Supply Chain Compromise:

There are few things in the modern world that are made 100% from scratch by one company all in the same place from raw materials. Everyday goods such as automobiles, consumer electronics, and especially PCs and servers contain components sourced from many dozens of international suppliers in an incredibly complex global supply chain. If an attacker could completely compromise a system with only 4 minutes of uninterrupted access (https://www.youtube.com/watch?v=loBX_vEXxVA&t=223s) imagine what one could do with months or years to design counterfeit components that they later inject into the supply chain at any of its dozens of links. Illustrated below is a very simplified diagram of the supply chain. In reality there would be many more separate sub and sub-subcontractors, any of which could inadvertently (or intentionally) insert a batch of compromised components that could indiscriminately affect hundreds or even thousands of downstream products.


The most notable example of this was in 2015 when nearly 30 U.S. companies including Amazon and Apple were compromised by a tiny chip (about the size of a grain of rice) covertly inserted into Supermicro motherboards in China. (https://www.bloomberg.com/news/features/2018-10-04/the-big-hack-how-china-used-a-tiny-chip-to-infiltrate-america-s-top-companies)


Dell PowerEdge servers undergo many rigorous controls throughout the supply chain from design and development to delivery. Dell has mapped the most prevalent and consequential supply chain attack vectors, such as counterfeit components, malware, and firmware tampering, and has invested many millions of dollars in recent years to harden processes and practices. The approved vendor list is rigorously vetted and audited by a 3rd party to ensure component integrity, but it doesn’t stop there.
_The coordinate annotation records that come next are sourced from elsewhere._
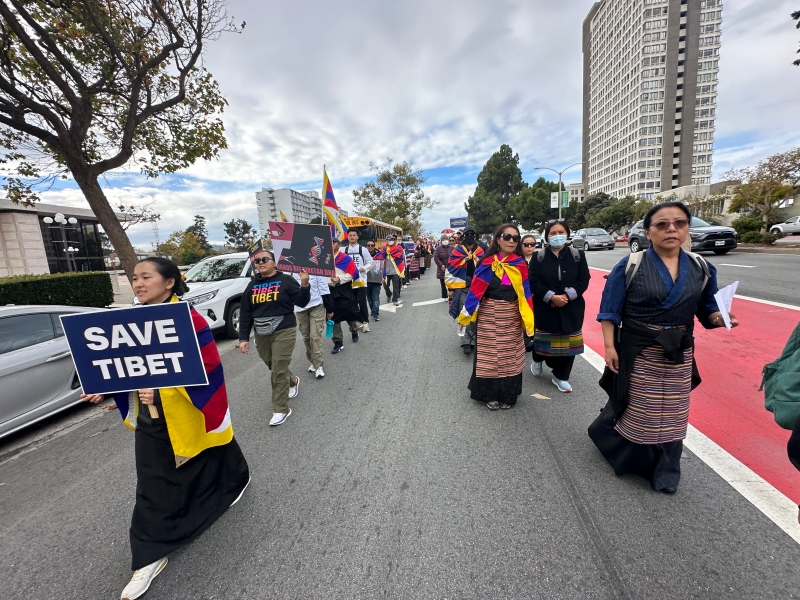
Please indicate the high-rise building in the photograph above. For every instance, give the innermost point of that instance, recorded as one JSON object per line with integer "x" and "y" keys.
{"x": 649, "y": 95}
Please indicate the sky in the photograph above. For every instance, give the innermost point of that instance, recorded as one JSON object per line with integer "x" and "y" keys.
{"x": 441, "y": 84}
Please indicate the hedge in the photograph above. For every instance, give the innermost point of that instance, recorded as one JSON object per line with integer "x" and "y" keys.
{"x": 92, "y": 288}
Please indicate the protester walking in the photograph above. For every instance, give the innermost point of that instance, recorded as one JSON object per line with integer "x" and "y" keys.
{"x": 458, "y": 277}
{"x": 559, "y": 276}
{"x": 363, "y": 260}
{"x": 374, "y": 282}
{"x": 440, "y": 256}
{"x": 311, "y": 320}
{"x": 267, "y": 306}
{"x": 647, "y": 315}
{"x": 345, "y": 303}
{"x": 189, "y": 467}
{"x": 499, "y": 301}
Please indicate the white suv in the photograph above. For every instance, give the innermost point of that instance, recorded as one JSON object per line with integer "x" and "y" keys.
{"x": 216, "y": 284}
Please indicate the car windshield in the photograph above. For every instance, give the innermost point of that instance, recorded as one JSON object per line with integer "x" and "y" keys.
{"x": 216, "y": 269}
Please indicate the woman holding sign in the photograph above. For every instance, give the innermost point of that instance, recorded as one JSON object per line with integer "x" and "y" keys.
{"x": 647, "y": 314}
{"x": 189, "y": 468}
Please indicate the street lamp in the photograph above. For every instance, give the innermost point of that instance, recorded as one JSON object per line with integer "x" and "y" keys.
{"x": 559, "y": 180}
{"x": 62, "y": 222}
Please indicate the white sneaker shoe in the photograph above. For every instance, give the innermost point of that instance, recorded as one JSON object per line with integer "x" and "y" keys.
{"x": 141, "y": 580}
{"x": 279, "y": 418}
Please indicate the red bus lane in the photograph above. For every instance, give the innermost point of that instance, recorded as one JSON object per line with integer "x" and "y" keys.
{"x": 727, "y": 407}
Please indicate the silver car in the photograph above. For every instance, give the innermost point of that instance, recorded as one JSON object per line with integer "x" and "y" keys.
{"x": 37, "y": 375}
{"x": 592, "y": 238}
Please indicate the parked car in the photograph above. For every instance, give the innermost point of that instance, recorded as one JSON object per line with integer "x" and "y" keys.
{"x": 788, "y": 227}
{"x": 37, "y": 375}
{"x": 592, "y": 238}
{"x": 215, "y": 291}
{"x": 705, "y": 237}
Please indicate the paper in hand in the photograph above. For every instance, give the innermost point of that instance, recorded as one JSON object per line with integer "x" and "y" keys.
{"x": 724, "y": 298}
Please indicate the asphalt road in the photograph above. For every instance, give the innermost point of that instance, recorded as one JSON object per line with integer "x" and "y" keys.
{"x": 774, "y": 277}
{"x": 389, "y": 482}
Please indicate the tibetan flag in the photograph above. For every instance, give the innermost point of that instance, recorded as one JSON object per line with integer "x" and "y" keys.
{"x": 338, "y": 228}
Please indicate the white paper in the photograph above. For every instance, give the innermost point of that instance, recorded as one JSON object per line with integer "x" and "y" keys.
{"x": 724, "y": 298}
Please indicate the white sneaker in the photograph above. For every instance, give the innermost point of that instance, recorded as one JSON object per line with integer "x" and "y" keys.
{"x": 279, "y": 418}
{"x": 142, "y": 578}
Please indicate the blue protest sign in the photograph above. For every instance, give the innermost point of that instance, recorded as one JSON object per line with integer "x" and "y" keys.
{"x": 135, "y": 348}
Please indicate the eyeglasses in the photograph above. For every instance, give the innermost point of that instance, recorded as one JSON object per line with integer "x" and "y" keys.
{"x": 664, "y": 225}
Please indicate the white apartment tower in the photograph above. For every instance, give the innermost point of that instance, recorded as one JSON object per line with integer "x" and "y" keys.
{"x": 649, "y": 95}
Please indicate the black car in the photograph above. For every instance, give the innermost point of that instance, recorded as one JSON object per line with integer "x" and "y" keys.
{"x": 705, "y": 237}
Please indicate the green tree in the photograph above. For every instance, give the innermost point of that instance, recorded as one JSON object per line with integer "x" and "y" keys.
{"x": 762, "y": 187}
{"x": 239, "y": 234}
{"x": 199, "y": 230}
{"x": 396, "y": 196}
{"x": 499, "y": 182}
{"x": 87, "y": 86}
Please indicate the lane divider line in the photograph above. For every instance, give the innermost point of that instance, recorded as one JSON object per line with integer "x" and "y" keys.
{"x": 773, "y": 504}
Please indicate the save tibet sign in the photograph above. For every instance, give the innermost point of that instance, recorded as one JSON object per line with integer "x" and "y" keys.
{"x": 135, "y": 348}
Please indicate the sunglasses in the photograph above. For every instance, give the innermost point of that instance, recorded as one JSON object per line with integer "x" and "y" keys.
{"x": 664, "y": 225}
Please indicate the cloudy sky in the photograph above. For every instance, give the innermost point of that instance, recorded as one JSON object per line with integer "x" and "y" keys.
{"x": 441, "y": 84}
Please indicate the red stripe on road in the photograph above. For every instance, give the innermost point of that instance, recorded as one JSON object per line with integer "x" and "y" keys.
{"x": 727, "y": 407}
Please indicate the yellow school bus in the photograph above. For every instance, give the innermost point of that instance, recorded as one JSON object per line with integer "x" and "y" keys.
{"x": 372, "y": 229}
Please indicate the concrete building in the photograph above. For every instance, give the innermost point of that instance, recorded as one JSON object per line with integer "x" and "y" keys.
{"x": 29, "y": 246}
{"x": 649, "y": 95}
{"x": 576, "y": 192}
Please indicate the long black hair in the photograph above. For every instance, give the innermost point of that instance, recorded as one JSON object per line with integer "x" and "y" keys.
{"x": 169, "y": 270}
{"x": 648, "y": 218}
{"x": 494, "y": 247}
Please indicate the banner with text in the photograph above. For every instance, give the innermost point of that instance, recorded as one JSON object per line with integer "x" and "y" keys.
{"x": 300, "y": 246}
{"x": 142, "y": 347}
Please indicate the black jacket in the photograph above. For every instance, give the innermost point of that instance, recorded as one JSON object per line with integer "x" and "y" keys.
{"x": 271, "y": 297}
{"x": 544, "y": 277}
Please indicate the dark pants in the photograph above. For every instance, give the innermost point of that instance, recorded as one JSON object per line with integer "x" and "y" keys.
{"x": 393, "y": 283}
{"x": 561, "y": 365}
{"x": 374, "y": 298}
{"x": 361, "y": 298}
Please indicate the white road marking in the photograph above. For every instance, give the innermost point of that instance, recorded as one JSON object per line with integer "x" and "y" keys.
{"x": 437, "y": 301}
{"x": 760, "y": 493}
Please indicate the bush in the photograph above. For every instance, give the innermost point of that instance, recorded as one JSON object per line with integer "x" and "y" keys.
{"x": 744, "y": 225}
{"x": 91, "y": 288}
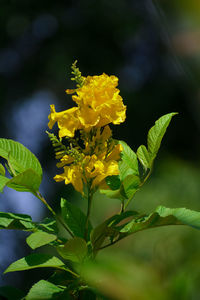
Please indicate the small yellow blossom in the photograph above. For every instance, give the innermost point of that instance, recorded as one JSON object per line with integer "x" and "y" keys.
{"x": 72, "y": 174}
{"x": 99, "y": 101}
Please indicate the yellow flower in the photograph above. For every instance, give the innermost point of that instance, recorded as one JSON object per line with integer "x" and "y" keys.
{"x": 65, "y": 160}
{"x": 99, "y": 102}
{"x": 72, "y": 174}
{"x": 67, "y": 121}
Dell is the only server vendor with a cross portfolio solution for crypto-graphically verified hardware integrity with Dell Technologies Secured Component Verification. This process uses asymmetric keys to guarantee that no components have been tampered with prior to delivery to the customer.


Conclusion:

The “Big Hack” of 2015 is a very important lesson on the trap of getting too focused on the raptor in front of you to notice the clever girl attacking from the side. Cyber security has been at the forefront of every prudent IT organization’s focus for many years, but it is all too easy to blindly trust the hardware that it is all built on.